These gaps suggest concrete avenues for future work, including per-device auto-tuning and validation, formal correctness analysis of key normalization, exploration of alternative sorting paradigms and per-tile strategies, energy/thermal profiling, adaptive tiling, and end-to-end integration and validation in real-time AR/robotics scenarios.
Practical Applications
Immediate Applications
Below are concrete, deployable use cases that leverage the paper’s texture-cache–optimized sorting, variable packing/layout, and mobile-optimized 3D Gaussian Splatting (3DGS) pipeline. Each item includes sector alignment and feasibility notes.
- Mobile AR scene reconstruction SDK for app developers (software, AR/VR)
- What: A drop-in SDK that replaces existing mobile 3DGS sort/render stages with the paper’s texture-cache–aware pipeline to get 1.7× end-to-end speedups and up to 1.6× memory savings on Adreno/Mali devices.
- Where: Integrate with ARCore/ARKit pipelines to accelerate mapping and occlusion, improve latency in AR shopping, home design, and museum guides.
- Assumptions/Dependencies: Access to mobile GPU compute APIs (Vulkan/OpenGL ES/Metal), devices with 2D texture caches; key normalization is acceptable (32-bit float format); multi-view images or precomputed Gaussian primitives available.
- On-device 3D capture in consumer apps with reduced cloud reliance (software, e-commerce, daily life)

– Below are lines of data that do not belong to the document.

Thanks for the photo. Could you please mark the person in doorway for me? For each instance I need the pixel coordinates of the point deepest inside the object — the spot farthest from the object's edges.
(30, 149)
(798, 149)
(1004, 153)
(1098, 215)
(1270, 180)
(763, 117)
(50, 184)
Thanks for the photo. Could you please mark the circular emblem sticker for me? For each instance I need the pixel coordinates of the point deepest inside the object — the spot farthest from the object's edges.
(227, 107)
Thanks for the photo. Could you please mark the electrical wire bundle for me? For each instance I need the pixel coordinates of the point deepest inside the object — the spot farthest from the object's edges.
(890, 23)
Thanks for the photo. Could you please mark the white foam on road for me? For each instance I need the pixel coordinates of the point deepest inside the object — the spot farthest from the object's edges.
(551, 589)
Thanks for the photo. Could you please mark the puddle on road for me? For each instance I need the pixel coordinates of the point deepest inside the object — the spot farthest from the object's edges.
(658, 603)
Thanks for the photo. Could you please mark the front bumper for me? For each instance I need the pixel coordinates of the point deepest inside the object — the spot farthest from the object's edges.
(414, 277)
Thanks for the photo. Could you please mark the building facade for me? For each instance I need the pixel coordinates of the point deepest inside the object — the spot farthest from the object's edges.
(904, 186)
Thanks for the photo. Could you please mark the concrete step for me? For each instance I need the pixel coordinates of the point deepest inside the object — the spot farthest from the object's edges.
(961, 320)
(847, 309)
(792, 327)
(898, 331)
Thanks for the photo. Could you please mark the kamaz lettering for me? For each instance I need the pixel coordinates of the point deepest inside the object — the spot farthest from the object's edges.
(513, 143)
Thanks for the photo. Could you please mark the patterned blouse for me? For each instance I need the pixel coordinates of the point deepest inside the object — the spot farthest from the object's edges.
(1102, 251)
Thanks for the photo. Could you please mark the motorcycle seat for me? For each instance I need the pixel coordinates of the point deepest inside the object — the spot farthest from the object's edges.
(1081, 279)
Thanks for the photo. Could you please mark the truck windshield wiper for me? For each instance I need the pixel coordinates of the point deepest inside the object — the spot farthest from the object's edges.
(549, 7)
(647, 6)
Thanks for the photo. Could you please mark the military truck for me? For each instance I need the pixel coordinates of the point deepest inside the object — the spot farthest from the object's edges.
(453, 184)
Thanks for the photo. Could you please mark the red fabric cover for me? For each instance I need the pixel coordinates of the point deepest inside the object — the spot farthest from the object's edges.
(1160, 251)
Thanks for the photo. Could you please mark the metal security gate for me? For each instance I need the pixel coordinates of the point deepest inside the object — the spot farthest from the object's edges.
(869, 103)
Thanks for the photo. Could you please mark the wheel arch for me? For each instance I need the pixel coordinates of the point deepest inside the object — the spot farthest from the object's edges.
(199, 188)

- What: Faster, privacy-preserving 3D scans of rooms or objects on phones (e.g., listing properties, insurance claims, furniture placement) using the optimized 3DGS pipeline.

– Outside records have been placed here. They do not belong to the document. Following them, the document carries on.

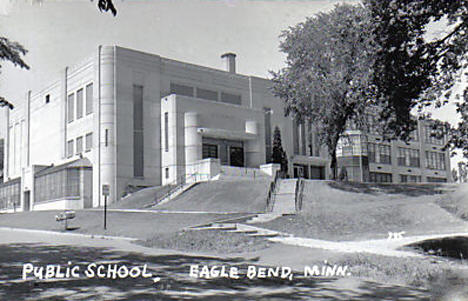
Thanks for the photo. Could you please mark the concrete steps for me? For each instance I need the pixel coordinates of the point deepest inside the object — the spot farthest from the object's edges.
(285, 197)
(239, 228)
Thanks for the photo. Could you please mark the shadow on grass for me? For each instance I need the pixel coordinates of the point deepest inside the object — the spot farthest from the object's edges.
(390, 188)
(175, 282)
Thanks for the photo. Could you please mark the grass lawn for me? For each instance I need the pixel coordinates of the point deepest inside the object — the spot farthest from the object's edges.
(353, 211)
(139, 199)
(245, 196)
(137, 225)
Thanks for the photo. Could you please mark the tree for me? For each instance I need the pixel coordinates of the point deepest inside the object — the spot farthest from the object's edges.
(411, 69)
(327, 78)
(278, 154)
(463, 172)
(12, 52)
(106, 5)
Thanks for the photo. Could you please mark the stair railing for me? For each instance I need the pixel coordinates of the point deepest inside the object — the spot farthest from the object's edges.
(271, 192)
(299, 194)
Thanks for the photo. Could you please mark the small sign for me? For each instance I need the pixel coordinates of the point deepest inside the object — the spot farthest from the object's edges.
(105, 189)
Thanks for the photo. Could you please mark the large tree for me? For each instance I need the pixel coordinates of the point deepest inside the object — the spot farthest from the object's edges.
(416, 67)
(327, 78)
(278, 154)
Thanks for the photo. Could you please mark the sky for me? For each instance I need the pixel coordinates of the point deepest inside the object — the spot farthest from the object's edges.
(59, 33)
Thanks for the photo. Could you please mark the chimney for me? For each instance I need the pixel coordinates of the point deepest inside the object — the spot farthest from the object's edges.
(229, 61)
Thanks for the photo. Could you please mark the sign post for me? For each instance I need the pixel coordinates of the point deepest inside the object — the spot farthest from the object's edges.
(105, 193)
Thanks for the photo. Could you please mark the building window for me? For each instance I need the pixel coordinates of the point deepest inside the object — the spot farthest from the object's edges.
(436, 180)
(181, 90)
(414, 135)
(410, 179)
(408, 157)
(379, 153)
(207, 94)
(88, 142)
(70, 148)
(138, 142)
(166, 131)
(428, 138)
(385, 154)
(89, 98)
(79, 145)
(371, 152)
(435, 160)
(231, 98)
(79, 103)
(210, 150)
(380, 177)
(71, 107)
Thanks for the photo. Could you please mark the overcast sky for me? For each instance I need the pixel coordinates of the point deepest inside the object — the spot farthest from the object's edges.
(60, 33)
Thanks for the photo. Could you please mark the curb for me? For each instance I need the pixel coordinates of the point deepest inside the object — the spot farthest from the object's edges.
(70, 234)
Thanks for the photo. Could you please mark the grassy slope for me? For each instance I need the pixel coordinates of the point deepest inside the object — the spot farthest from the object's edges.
(348, 211)
(245, 195)
(141, 198)
(137, 225)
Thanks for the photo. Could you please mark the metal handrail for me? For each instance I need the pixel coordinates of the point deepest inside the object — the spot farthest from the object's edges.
(299, 194)
(271, 192)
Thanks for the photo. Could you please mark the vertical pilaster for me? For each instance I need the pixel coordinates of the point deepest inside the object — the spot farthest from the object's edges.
(107, 141)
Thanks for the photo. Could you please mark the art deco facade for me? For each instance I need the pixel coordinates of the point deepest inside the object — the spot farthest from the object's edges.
(131, 119)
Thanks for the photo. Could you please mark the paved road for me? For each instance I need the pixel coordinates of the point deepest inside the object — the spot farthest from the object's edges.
(169, 279)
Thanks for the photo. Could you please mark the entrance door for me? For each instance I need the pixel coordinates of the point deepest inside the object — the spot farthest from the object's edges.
(27, 200)
(298, 171)
(236, 156)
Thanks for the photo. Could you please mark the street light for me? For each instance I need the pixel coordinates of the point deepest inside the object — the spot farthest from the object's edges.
(5, 103)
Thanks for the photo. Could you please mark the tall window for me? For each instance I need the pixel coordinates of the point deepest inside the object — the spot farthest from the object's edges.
(88, 141)
(71, 107)
(210, 151)
(267, 120)
(89, 98)
(428, 138)
(385, 154)
(79, 103)
(138, 131)
(435, 160)
(408, 157)
(70, 146)
(371, 152)
(79, 145)
(166, 131)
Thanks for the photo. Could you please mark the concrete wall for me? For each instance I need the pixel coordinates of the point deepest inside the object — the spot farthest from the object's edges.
(232, 122)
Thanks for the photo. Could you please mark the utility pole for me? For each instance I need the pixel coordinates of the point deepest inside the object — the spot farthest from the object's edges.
(105, 193)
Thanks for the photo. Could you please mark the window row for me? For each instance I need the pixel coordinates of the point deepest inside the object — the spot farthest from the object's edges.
(379, 153)
(428, 138)
(380, 177)
(60, 184)
(88, 144)
(410, 179)
(80, 102)
(9, 194)
(207, 94)
(435, 160)
(408, 157)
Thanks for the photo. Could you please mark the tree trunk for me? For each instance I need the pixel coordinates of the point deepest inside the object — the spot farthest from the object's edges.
(333, 165)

- Where: Real estate virtual tours, product visualization, DIY home planning apps.
- Assumptions/Dependencies: Sufficient device GPU; acceptable reconstruction quality with optimized sorting and data packing; device storage for Gaussian primitives.
- Real-time drone navigation and obstacle avoidance with local 3D reconstruction (robotics)
- What: Lower-latency scene reconstruction on edge (on-board phones/tablets/controllers) using the proposed pipeline to meet ~20 ms latency budgets for critical path tasks.
- Where: Autonomous drones in warehouses, agriculture, inspection.
- Assumptions/Dependencies: Stable camera calibration and synchronized frames; controlled scene complexity to fit device memory; texture-cache behavior comparable to profiled devices.
- Mobile game engines with dynamic occlusion and photorealistic environments (software, gaming)
- What: Plug the optimized sorting/rendering stages into game engines to enable fast compositing and transparency handling via 3DGS for dynamic scenes on mobile GPUs.
- Where: AR games, mixed-reality experiences, mobile titles needing high-fidelity occlusion.
- Assumptions/Dependencies: Engine support for custom render passes; scenes represented by Gaussian primitives; 2.5D texture cache benefits on target GPUs.
- Field inspection and emergency response mapping without connectivity (public sector, policy, daily life)
- What: On-device 3D scene capture and reconstruction for first responders and inspectors, reducing data transmission and enabling offline operation.
- Where: Disaster assessment, building inspections, cultural heritage documentation.
- Assumptions/Dependencies: Trained operators; device battery and thermal constraints; acceptance of on-device processing for sensitive environments; compatibility with agency data retention policies.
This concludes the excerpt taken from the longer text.